Treaty Negotiations Minister Andrew Little will be meeting with representatives of Ngāpuhi and its hapū to find an alternative to Tuhoronuku while he is at Waitangi this year, he says.
The country's biggest iwi, Ngāpuhi rejected a revised mandate for settlement talks when more than 70 of its hundred-plus hapū gave it the thumbs down in December.
The National government accepted the mandate known as Tuhoronuku, inititated by rūnanga leader Sonny Tau nearly ten years ago.
But Mr Little said the latest vote had made it clear hapū did not want to settle under that banner, or the most recent so-called evolved version.
"The Crown's view is, my view is, that the nature of Ngāpuhi is that you can't reach agreement with any one hapū until you reach agreement with all hapū.
"So we need Ngāpuhi to move together. What that looks like, how that's structured is the debate that we have to have and I'm keen to continue that discussion."
Mr Little said he did not consider the recent vote a failure but another step towards making progress.
"I'm not relenting in terms of the pressure that I'm putting on myself, on behalf of the Crown, but also on Ngāpuhi."

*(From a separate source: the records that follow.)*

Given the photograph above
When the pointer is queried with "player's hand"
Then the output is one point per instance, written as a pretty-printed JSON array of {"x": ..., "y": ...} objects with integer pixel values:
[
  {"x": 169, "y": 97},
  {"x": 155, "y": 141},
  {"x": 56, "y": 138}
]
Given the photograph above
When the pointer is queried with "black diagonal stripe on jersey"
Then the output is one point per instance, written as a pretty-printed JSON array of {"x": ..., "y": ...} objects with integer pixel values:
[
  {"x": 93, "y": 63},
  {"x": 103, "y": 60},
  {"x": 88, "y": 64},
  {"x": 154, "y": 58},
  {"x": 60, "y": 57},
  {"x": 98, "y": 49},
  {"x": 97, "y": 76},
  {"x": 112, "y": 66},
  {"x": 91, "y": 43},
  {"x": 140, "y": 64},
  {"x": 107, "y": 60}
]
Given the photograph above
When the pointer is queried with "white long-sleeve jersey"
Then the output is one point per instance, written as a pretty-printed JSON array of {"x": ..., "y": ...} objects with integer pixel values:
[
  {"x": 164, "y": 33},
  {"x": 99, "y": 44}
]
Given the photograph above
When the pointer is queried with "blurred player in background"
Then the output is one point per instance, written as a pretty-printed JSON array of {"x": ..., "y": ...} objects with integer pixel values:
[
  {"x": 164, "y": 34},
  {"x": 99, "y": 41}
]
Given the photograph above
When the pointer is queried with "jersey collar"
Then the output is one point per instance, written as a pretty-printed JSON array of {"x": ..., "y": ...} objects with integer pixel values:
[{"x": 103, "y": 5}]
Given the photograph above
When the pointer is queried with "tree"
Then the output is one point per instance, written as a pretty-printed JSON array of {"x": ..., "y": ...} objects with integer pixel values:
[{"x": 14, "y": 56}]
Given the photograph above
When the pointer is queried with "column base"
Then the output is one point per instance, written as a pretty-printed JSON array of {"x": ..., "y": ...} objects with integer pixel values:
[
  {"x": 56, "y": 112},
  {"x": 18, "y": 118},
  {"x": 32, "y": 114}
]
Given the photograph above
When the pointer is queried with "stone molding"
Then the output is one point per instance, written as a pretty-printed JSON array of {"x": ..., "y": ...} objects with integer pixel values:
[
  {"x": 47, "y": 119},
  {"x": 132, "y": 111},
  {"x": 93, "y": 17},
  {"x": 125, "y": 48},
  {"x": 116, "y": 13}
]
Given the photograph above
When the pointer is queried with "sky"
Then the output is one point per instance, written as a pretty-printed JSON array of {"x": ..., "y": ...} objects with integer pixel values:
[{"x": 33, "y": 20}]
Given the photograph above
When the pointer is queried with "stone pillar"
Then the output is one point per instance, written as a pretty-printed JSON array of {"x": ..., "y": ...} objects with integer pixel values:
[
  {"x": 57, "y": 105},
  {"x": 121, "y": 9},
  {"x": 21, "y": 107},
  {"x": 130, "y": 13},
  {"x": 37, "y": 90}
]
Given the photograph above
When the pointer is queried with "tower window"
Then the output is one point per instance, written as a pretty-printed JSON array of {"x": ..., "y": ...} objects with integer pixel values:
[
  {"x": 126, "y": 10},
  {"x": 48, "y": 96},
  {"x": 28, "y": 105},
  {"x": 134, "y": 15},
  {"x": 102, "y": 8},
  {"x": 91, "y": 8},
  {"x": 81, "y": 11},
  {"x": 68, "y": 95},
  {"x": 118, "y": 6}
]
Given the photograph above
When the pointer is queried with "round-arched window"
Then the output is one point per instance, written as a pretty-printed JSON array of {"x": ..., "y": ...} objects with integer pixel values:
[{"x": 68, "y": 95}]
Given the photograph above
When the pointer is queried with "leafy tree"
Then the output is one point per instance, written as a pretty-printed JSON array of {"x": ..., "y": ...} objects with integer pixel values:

He said last year's efforts to fix the mandate had cost $1.2m, but the process had at least made it clear what Ngāpuhi did not want.
"It [the Tuhoronuku mandate] certainly isn't supported, that's pretty clear, so we've got to find the alternative. I've got a number of engagements lined up with representatives of Ngāpuhi and hapū to talk about that.
"I'm confident that more talk and more dialogue is the only way we're going to find where that magic solution lies."
He ruled out dealing with any of the hapū who did support Tuhoronuku until the iwi had an overall plan for negotiations.
"There have been a lot of people come to me during the course of last year and since the vote result, saying clearly Tuhoronuku as an entity doesn't have the confidence of Ngāpuhi to negotiate on their behalf, to negotiate with the Crown.
"We have to find a way that we can negotiate with Ngāpuhi."
However, he was not planning to formally withdraw the crown's acceptance of the Tuhoronuku mandate at this point, Mr Little said.
"To me that's an irrelevance and a distraction; clearly Tuhoronuku as an entity doesn't have the confidence of Ngāpuhi to negotiate on their behalf with the Crown. And although 31 hapū supported it, that is not enough in my view, for the Crown to enter negotiations," he said.